I am still thinking about a sentence very early in the book illustrating how time passes more quickly higher up: "If a person who has lived at sea level meets up with his twin who has lived in the mountains, he will find that his sibling is slightly older than he." I understand time passing differently for someone who is in space, but surely these two brothers are not separated by more than a few time zones? But I moved on through the book, getting what I could out of it and not letting myself get stuck on the bits that were, for me, impossible to grasp.
It was easy to get through a book which such lovely passages as this one:
"A handful of types of elementary particles, which vibrate and fluctuate constantly between existence and nonexistence and swarm in space, even when it seems that there is nothing there, combine together to infinity like the letters of a cosmic alphabet to tell the immense history of galaxies; of the innumerable stars; of sunlight; of mountains, woods, and fields of grain; of the smiling faces of the young at parties; and of the night sky studded with stars."

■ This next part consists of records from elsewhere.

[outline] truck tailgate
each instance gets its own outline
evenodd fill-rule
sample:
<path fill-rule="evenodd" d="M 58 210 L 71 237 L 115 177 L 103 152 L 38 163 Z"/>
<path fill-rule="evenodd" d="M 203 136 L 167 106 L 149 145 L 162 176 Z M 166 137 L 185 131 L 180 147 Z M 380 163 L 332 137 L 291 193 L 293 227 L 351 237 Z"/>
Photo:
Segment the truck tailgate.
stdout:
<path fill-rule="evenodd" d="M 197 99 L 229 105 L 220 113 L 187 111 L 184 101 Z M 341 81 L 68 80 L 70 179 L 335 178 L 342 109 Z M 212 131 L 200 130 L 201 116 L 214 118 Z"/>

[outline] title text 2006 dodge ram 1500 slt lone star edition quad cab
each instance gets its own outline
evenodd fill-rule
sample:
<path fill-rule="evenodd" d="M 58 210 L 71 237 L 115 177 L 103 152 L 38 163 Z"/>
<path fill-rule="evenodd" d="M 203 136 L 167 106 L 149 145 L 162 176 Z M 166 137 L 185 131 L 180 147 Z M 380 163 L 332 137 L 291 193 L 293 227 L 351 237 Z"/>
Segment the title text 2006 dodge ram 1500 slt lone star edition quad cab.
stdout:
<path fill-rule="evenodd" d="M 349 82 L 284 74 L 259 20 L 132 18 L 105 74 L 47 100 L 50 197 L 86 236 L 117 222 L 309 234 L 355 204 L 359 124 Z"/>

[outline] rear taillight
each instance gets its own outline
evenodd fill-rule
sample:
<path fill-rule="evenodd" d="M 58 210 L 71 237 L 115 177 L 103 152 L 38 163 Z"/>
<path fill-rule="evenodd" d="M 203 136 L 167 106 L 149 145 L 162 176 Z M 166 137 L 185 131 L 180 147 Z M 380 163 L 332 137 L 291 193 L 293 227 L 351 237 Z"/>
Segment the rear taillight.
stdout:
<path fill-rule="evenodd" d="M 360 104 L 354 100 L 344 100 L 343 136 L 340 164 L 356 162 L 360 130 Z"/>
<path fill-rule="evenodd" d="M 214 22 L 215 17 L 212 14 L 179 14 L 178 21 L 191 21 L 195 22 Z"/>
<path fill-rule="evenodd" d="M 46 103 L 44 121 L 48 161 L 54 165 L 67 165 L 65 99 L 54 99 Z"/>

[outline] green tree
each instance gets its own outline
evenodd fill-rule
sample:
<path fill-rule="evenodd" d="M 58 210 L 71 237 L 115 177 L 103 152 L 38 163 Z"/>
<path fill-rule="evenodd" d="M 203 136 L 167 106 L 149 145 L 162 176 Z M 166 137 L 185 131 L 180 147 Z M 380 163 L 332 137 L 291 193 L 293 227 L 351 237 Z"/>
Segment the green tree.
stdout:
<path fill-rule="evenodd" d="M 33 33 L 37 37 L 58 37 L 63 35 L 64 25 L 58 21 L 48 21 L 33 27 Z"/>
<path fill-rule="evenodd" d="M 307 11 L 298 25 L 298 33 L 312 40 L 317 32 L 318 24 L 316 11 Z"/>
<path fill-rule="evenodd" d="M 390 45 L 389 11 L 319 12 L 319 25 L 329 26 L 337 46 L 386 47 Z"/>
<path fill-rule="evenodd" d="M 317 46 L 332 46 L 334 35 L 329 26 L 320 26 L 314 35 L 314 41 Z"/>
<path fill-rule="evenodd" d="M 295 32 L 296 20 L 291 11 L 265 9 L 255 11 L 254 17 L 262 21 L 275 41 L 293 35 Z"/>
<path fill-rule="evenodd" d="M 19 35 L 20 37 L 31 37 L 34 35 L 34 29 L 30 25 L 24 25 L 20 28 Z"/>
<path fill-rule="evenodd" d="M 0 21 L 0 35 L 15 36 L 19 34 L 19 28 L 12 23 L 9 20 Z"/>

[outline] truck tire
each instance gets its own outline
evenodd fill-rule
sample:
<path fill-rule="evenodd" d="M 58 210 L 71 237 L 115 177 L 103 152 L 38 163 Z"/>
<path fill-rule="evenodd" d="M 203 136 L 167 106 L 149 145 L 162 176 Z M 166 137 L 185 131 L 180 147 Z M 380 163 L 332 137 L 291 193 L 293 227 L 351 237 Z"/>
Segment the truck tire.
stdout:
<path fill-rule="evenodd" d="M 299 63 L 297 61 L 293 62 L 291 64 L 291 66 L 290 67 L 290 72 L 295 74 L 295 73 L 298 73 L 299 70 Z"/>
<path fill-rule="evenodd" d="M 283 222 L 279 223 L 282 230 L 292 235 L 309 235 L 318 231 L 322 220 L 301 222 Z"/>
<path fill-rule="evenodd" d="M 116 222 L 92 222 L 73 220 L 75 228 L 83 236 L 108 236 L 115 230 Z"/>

The whole book is like that. It's like a love poem to science.
Now I'm under no illusion that I have actually learned everything in this book. Already I'm forgetting what I've read. But I do feel more confident about reading other books or articles on scientific topics because I know now that it's possible to for me to understand it. I just need to find sources of this information from those who express themselves as simply and beautifully as Carlo Rovelli.